Name: Kaitlynne Lowe
Hometown: Bowmanville, Ontario
Program: Double Major in English and History, Minor in Theater
Nominated for: Vice President (Internal)
Relevant Experience: VPI and now President of the Arts and Social Sciences Society, two years on the Review Committee, one year on the Grant Committee, Chair of the DSU Executive Review Committee, Vice President of Campus Relations for the Women’s Fraternity Alpha Gamma Delta, member of the Halifax Greek Council, Classics Society, and the History Society.
Dalhousie Gazette: Why are you running for this position?
Kaitlynne Lowe: I’ve always had a deep passion for society, community, diversity, and I feel there are many ways the student experience can be enhanced by improving and developing services and resources. This will allow students to put on different programs and events to cater to students across campus. Societies are invaluable tools that have definitely been underutilized in their ability to communicate with students. I want to create a system where societies feel like they can maximize their opportunities to contribute to the student experience.
DG: How would you communicate with student societies?
KL: I would like to see a more structured communication procedure that includes updates on the DSU and other committees. This could be through calendars, newsletters or any other form. I feel that this type of communication has been underutilized this year, even though it is the best way for students to know what is going on. There needs to be an increase in the amount of communication the DSU has with social media. The DSU should be a network to reach out to other societies, no matter how big or small. The DSU website should also become a more relevant and better source of information. There also needs to be more communication with Carleton and Sexton Campuses. This would come from my involvement with the Sexton Advisory Committee, as well as working with the societies that are stationed on these campuses.
DG: What would you improve from this year’s communications with students?
KL: I think the biggest problem with this year’s communications with students was having things like minutes and reports not being posted quickly. We need to have constant updates. We need to see the importance of small-scale information and need to be communicating everything that happens in the DSU. I would also like to see more executives on the Carleton and Sexton Campuses, using resources there for those societies, and having more events on these campuses – services and resources need to be available here too.
DG: How Twitter-savvy are you?
KL: Less Twitter-savvy than Facebook-savvy, but I’m working on it. I do a lot of social media communications for Greek Council and as VP of Campus Relations. There is always something new to learn. This year I’ve begun responding to Twitter questions during the Dal Gazette livetweets of DSU meetings, and DASSS has begun livetweeting their meetings as well.
DG: Do you follow the DSU on Twitter?
KL: Yes. I follow the DSU, @DalGazette and @DalPres, along with many other societies that have Twitter accounts. I think that social media is a very important tool for student organizations.

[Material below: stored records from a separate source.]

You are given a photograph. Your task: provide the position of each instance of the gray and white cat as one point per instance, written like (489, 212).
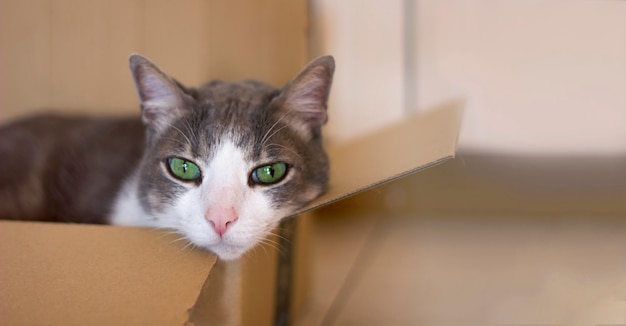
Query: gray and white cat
(222, 164)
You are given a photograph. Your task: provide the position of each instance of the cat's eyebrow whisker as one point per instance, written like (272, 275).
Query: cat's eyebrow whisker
(182, 133)
(274, 133)
(190, 129)
(180, 142)
(265, 137)
(286, 148)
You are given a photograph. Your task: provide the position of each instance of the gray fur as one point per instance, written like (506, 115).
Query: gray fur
(70, 169)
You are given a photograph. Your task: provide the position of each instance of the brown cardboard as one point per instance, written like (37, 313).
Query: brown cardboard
(64, 274)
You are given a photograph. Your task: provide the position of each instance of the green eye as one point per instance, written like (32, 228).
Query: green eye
(269, 174)
(183, 169)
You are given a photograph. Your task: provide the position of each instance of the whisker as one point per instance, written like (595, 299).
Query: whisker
(265, 137)
(286, 148)
(182, 133)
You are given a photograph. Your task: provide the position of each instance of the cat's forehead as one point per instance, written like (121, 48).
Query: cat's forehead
(249, 91)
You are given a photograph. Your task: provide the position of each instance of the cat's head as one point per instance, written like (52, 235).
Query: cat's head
(225, 162)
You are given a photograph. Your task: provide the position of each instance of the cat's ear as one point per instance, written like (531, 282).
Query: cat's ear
(306, 97)
(160, 96)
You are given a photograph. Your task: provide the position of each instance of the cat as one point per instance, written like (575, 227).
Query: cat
(222, 164)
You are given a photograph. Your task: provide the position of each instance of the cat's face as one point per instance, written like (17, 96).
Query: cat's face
(226, 162)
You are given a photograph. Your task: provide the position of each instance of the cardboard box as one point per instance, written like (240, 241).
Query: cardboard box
(65, 274)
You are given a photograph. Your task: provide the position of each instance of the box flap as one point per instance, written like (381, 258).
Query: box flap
(120, 276)
(414, 144)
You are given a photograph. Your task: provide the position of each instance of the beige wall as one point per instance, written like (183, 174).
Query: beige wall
(539, 77)
(73, 54)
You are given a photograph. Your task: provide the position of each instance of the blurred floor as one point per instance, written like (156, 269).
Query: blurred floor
(508, 268)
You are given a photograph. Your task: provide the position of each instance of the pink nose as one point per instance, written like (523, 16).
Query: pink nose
(220, 218)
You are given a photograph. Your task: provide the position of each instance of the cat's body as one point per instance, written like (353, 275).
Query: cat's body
(221, 164)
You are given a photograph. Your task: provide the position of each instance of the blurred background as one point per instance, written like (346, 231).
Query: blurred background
(540, 173)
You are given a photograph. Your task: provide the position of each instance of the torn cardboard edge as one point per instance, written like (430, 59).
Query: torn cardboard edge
(414, 144)
(144, 276)
(384, 157)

DG: What do you think about the fact that you are running uncontested?
KL: It means that I can approach the campaign differently. It allows me to tell people what I have to say, but also to respond to their feedback and begin building concrete relationships with student groups and organizations. I can use this time to build a working relationship and make a real plan for next year. It’s more of a collaborative approach. I am still worried that people will vote no.
DG: How do you think Jennifer Nowoselski, current VPI, performed this year?
KL: I worked with Jennifer a lot and even had to evaluate her as Chair of the DSU Executive Review Committee. I was really impressed with her work with Type I societies, especially in terms of the SUB renovations. She really took the time to consult with most everyone who was involved. However, she was overwhelmed by the amount of administrative work and didn’t have time to do the projects that she wanted to. She did a great job at getting societies to collaborate through forums and town halls and helped to combine the student and community experience. I admire her activism and how she incorporated students and societies into that activism.
This interview has been edited for clarity and brevity.